My son was struggling with his maths homework the other night, so I dutifully went searching for a book to provide an explanation. I found the answer after wading through some weighty text and presented it to him, only to be told: “I don’t need it now Mum, I’ve just watched a YouTube video tutorial.”

Like many younger consumers, he prefers more visual content, and it’s no different in the world of customer advocacy, where videos are increasingly being used to pack more punch than static PDFs.

Consider these facts:

  • 95% of a message is retained when someone watches a video compared with 10% when reading text
  • 1,200% more shares are generated by social videos than text and images combined
  • 75% of execs told Forbes that they watch work-related videos at least once a week, and
  • 65% visit the marketer’s website after viewing.

So how do you maximise the potential of video testimonials? Although a compelling video is reliant on a good customer interview, don’t be tempted to script their responses as this will result in a very stilted delivery. Instead, help them out by giving them a detailed brief at least a week beforehand.

During the interview, if a particular topic or question becomes a stumbling block, move on and return to it towards the end of the shoot when the interviewee should be more relaxed. And if they stray off topic, ask some leading questions to help guide them to the response you were after.

Obviously, videos are expensive and time-consuming to produce, so it’s important to maximise how they’re used. Like written case studies, the main video can be repackaged to create multiple assets. For example, 30-second snippets can be created to show at events or post on social media.

To give you more flexibility when editing, try to encourage the interviewee to answer with short statements that work on a standalone basis so you can also pull out hero quotes for other assets, such as PowerPoint slides and posters.
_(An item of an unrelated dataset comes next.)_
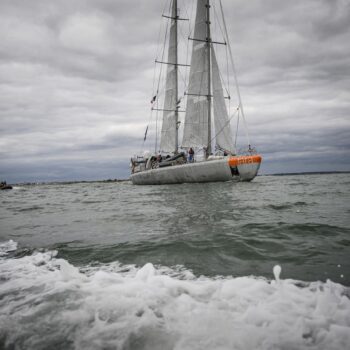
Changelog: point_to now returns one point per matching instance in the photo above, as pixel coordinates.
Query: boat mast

To simplify the approval process, it’s a good idea to submit the main video for review and then cut this down once it’s been signed off. Just make sure the release form gives permission for the use of extracts and that any edits retain the original context.

Although creating a video might seem like more of a challenge than producing a written case study, it’s worth the effort in terms of reaching a bigger online audience. Just do the maths!